In some respects, the ending of both stories is similar. “The Red Skull” climaxes with the destruction of the Red Skull dam and the death of the mastermind and his chief henchman. “The Devil’s Black Rock” ends similarly with an enormous explosion that kills the villain and his entire gang.

If you have any doubt that Dent looked back at “The Red Skull” and grabbed some ideas from it consider this. The million-dollar reward idea first appeared in “The Lost Oasis” but it was printed in “The Red Skull” as a teaser for the next issue.

Dent describes the black rock as resembling cassiterite which is an oxide of tin used as a raw product in the smelting of tin. It could be that the mineral Lester Dent was really thinking about was pitchblende which is also known as uraninite. Pitchblende is a source of uranium used to make atomic bombs.
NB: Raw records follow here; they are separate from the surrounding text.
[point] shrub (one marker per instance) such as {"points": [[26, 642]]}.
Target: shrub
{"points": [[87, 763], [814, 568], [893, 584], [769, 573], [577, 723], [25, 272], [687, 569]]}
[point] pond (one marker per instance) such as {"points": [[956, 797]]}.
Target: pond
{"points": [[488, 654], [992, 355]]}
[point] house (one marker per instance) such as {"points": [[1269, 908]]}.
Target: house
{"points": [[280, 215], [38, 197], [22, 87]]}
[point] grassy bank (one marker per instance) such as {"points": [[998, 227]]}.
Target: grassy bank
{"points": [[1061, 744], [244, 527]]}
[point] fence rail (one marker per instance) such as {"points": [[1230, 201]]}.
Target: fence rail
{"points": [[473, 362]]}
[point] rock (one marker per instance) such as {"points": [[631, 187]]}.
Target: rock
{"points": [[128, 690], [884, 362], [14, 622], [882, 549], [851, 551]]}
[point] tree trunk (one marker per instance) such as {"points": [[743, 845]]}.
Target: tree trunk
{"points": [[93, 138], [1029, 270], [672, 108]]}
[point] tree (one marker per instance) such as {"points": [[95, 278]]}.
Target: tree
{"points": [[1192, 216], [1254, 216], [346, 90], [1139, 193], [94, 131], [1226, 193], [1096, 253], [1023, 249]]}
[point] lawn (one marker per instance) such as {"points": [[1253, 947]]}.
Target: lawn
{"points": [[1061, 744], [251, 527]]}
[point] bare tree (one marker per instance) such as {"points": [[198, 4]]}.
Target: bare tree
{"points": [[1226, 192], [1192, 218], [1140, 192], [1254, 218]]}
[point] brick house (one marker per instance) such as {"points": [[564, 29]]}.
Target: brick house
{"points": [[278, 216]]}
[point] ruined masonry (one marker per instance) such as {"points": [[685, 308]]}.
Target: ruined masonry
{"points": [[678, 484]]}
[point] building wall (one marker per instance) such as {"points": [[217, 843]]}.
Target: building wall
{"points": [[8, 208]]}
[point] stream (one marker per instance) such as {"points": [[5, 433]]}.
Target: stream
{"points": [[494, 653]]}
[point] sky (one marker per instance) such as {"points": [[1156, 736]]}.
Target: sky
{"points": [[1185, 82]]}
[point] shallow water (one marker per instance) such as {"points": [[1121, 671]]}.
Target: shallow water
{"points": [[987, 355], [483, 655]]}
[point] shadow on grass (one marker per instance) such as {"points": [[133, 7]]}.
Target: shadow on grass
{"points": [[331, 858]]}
“Harder than coal. Fully as black. Had a sheen something like a crocidolite, but of course it didn’t have the tiger’s eye coloring of crocidolite. It was a little like the black stuff of cassiterite, so-called tin stone,”


Britannica describes pitchblende as amorphous, black, pitchy form of the crystalline uranium oxide mineral uraninite.

It is clear from the description Doc Savage gives at the end of the story that the explosion is “atomic” in nature. Doc explains that the compound changes the atomic structure of matter. The force is so great that the resulting destruction of matter goes on to destroy more matter. What Doc Savage describes is the chain reaction that occurs in a nuclear reaction.

It is interesting to note that atomic energy was still being mentioned in newspaper and magazine articles at this time.  Wartime censorship had not yet clamped down.

The Des Moines Register, Sunday, January 18, 1942

Author Anne Rowe published a story in 1941 titled “Curiosity Killed a Cat,” The story was serialized in the Tucson Citizen and appeared in other newspapers in early 1942.

Rowe uses the idea of the discovery of pitchblende deposits in Central America of extraordinary concentrations repeatedly throughout the story. The raw ore possesses the strength of refined radium making it enormously powerful. The similar plot ideas used in this “Curiosity Killed a Cat” may simply be a coincidence, but it is food for thought that Dent may drawn some inspiration from it.

Doc does not pay attention to details as he once did in the past. Donkey Sam Davis casually follows Doc and his men into an elevator, pulls his gun, and gets the drop on them.